Tous ceux qui ont expliqué que le temps de demi-réaction n’était pas le même dans les deux béchers, donc qu’il dépend de la concentration initiale, mais qui ont quand même appliqué t1/2 = ln2 / k sont quand même gonflés, puisqu’ils appliquent une formule valable pour le premier ordre après avoir expliqué que l’ordre n’était pas 1. Il faut un peu de clairvoyance dans la lecture des sujets de devoir. Si on vous fait établir une formule de temps de demi-réaction pour le premier ordre, et qu’on vous demande après de trouver l’ordre à partir du temps de demi-réaction … je vous laisse conclure.
Notons que tous ceux qui ont calculé la constante de vitesse pour les deux expériences, et qui ont conclu qu’elle n’était pas identique n’ont pas appris correctement le cours. k ne dépend que de T, et est fatalement la même pour les deux expériences qui sont faites à la même température. Du reste, je peux dire la même chose de ceux qui ont conclu qu’elle était la même.

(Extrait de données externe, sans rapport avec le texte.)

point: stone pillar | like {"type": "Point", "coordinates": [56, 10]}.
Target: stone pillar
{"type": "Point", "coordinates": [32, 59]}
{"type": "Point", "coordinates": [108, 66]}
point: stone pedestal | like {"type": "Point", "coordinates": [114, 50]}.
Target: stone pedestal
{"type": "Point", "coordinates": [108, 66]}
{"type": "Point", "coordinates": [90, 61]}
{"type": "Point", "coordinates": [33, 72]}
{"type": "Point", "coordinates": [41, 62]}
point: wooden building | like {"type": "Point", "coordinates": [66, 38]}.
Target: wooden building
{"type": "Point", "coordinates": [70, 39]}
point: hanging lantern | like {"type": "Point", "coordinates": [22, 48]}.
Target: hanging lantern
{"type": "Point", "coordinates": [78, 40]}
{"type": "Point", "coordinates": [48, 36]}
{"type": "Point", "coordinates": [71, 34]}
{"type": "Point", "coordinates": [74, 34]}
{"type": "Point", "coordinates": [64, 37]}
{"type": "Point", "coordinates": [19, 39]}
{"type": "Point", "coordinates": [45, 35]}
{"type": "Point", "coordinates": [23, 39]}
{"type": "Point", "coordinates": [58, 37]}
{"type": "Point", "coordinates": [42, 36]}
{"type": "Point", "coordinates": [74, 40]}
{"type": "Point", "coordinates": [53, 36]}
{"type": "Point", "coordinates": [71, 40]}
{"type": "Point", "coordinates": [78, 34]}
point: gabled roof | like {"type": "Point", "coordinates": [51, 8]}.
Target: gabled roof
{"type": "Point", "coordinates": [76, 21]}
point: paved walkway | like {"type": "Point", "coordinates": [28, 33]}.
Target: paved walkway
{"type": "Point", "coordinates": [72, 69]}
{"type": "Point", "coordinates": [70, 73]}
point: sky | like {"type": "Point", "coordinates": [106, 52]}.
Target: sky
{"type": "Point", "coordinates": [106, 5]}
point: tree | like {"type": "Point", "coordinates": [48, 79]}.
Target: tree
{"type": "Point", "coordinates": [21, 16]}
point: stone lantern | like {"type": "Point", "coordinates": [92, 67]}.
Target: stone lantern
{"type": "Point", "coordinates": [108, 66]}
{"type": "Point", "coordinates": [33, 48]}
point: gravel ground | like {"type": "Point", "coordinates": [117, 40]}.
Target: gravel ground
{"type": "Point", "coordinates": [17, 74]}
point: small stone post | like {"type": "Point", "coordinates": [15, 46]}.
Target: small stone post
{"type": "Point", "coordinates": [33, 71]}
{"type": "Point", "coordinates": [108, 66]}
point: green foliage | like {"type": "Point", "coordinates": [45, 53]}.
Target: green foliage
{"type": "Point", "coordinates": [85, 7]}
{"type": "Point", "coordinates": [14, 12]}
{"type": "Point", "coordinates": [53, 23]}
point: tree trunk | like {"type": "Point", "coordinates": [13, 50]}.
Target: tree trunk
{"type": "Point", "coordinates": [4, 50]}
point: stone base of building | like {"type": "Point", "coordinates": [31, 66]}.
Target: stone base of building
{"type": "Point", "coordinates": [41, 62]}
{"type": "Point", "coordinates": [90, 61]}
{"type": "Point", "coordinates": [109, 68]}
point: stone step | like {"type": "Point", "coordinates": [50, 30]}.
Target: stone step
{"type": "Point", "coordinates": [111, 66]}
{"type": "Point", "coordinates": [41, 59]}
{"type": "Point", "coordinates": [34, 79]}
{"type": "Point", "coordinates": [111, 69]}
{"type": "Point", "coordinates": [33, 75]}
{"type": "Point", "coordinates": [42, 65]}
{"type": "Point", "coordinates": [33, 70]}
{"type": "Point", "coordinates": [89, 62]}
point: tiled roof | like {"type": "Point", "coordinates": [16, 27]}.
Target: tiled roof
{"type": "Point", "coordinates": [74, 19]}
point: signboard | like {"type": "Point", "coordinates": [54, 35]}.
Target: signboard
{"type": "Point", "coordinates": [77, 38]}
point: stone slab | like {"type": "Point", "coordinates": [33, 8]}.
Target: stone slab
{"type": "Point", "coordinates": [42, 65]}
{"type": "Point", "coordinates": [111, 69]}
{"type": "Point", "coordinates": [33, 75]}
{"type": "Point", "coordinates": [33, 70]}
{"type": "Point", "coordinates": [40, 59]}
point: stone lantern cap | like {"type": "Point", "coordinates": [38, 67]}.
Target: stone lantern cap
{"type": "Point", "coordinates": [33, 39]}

La détermination de l’énergie d’activation n’a pas été correctement faite par tout le monde, ce qui est navrant. Dans plusieurs copies, on m’a prétendu que la pente d’une droite est obtenue par le rapport Δx/Δy. D’autre part, moins d’un quart des élèves connait l’unité de l’énergie d’activation, ce qui est tout bonnement lamentable.

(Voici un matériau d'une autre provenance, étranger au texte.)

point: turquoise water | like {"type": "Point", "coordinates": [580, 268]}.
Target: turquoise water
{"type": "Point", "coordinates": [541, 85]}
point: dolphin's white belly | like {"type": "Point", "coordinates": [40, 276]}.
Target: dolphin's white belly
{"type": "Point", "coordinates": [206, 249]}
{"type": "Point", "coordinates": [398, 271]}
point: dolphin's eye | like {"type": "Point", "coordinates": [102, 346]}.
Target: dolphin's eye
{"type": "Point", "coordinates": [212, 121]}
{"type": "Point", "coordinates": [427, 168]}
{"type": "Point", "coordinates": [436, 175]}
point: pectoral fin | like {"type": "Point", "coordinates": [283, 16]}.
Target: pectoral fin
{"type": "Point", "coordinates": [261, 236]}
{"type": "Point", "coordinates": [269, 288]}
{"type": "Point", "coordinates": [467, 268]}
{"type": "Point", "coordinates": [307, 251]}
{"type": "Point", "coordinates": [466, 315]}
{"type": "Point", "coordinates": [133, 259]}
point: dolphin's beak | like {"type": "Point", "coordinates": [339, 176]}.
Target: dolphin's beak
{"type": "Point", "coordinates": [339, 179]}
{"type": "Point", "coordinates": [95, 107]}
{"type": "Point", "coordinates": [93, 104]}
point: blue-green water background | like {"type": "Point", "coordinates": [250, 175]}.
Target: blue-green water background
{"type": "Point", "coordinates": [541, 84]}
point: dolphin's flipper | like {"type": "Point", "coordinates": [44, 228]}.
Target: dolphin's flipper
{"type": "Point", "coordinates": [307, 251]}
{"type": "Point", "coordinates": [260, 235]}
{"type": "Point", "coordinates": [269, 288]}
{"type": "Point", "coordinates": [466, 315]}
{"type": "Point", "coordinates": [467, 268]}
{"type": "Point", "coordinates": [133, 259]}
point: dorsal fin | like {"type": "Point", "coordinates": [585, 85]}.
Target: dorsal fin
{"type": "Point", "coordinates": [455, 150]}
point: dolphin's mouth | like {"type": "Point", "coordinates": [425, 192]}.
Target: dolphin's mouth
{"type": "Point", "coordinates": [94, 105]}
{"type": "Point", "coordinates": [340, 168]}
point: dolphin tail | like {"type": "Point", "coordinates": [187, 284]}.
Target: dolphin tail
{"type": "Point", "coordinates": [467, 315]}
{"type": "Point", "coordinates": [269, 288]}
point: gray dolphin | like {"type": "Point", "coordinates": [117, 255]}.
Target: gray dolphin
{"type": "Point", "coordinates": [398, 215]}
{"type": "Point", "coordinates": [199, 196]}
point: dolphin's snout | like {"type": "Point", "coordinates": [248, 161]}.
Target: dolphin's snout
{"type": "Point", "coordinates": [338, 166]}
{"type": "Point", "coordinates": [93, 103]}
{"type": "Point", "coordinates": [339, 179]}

La seconde partie a été diversement abordée. Elle nécessitait d’avoir une vue d’ensemble de l’exercice. Tout le problème tend à montrer qu’il s’agit d’une réaction du second ordre, dont la vitesse fait intervenir la concentration de l’halogénoalcane ET du nucléophile. Cela fait penser à une SN2, dans l’étape cinétiquement limitante de laquelle les deux réactifs interviennent ; la réponse à la première question doit donc être en accord avec cette conclusion future, et il faut trouver le bon argument (ici : halogénoalcane primaire et bon nucléophile).
D’autre part, la résolution du problème nécessitait de se représenter concrètement la suite des opérations. Ainsi, l »éthoxyéthane peu polaire ne peut pas être invoqué pour discuter du mécanisme, puisqu’il est introduit à la fin de la réaction dans le mélange destiné à la stopper. De même, l’acide sulfurique n’est pas un catalyseur, mais bien destiné à stopper la réaction (en transformant l’éthanolate bon nucléophile en éthanol mauvais nucléophile). Il ne faut pas répéter comme un perroquet ce qui a été dit en TP : il n’y a pas de complexe qui se forme, ni de réaction rédox pour laquelle il y a des H+ à fournir.

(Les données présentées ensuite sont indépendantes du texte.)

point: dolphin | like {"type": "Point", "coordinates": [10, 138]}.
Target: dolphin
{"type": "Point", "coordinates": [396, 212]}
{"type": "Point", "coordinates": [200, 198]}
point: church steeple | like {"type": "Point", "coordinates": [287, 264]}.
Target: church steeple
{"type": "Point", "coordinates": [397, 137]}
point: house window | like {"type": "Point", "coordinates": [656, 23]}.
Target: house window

Enfin, il faut bien distinguer les deux réactions : celle dont on étudie la cinétique (la SN) et la réaction de dosage qui sert à mesurer la concentration des ions chlorure (donc à mesurer l’avancement volumique de la SN).
Notons que le rôle de la température a été totalement incompris par la plupart d’entre vous. Préparer les ampoule à basse température ne sert pas à éviter une élimination (il n’y a pas de H en β), surtout qu’ensuite on porte les ampoules dans un thermostat. On prépare les ampoules à basse température pour que la réaction ne démarre pas ou peu, et on déclenche le chrono quand on porte les ampoules à une température plus élevée dans le thermostat.
Je me permets d’être surpris que la question 6 ait été si maltraitée. On a deux solutions, une de A et une de B, dont les concentrations sont connues. On prélève 9 mL de la première et 1 mL de la seconde et on les mélange. La réaction peut alors commencer. Ce qui est important c’est les concentrations de A et de B une fois le mélange fait quand la réaction démarre. Il s’agit d’un problème de dilution, qui relève du programme de seconde, qu’on ne va pas refaire en première année de prépa.
Peu d’étudiant ont établi l’équation différentielle, et seule une poignée l’a (correctement) résolue. Je n’ai eu la vérification de l’ordre et la constante de vitesse que dans 2 copies (où la réponse est d’ailleurs juste). On va dire que la cinétique était trop fraiche.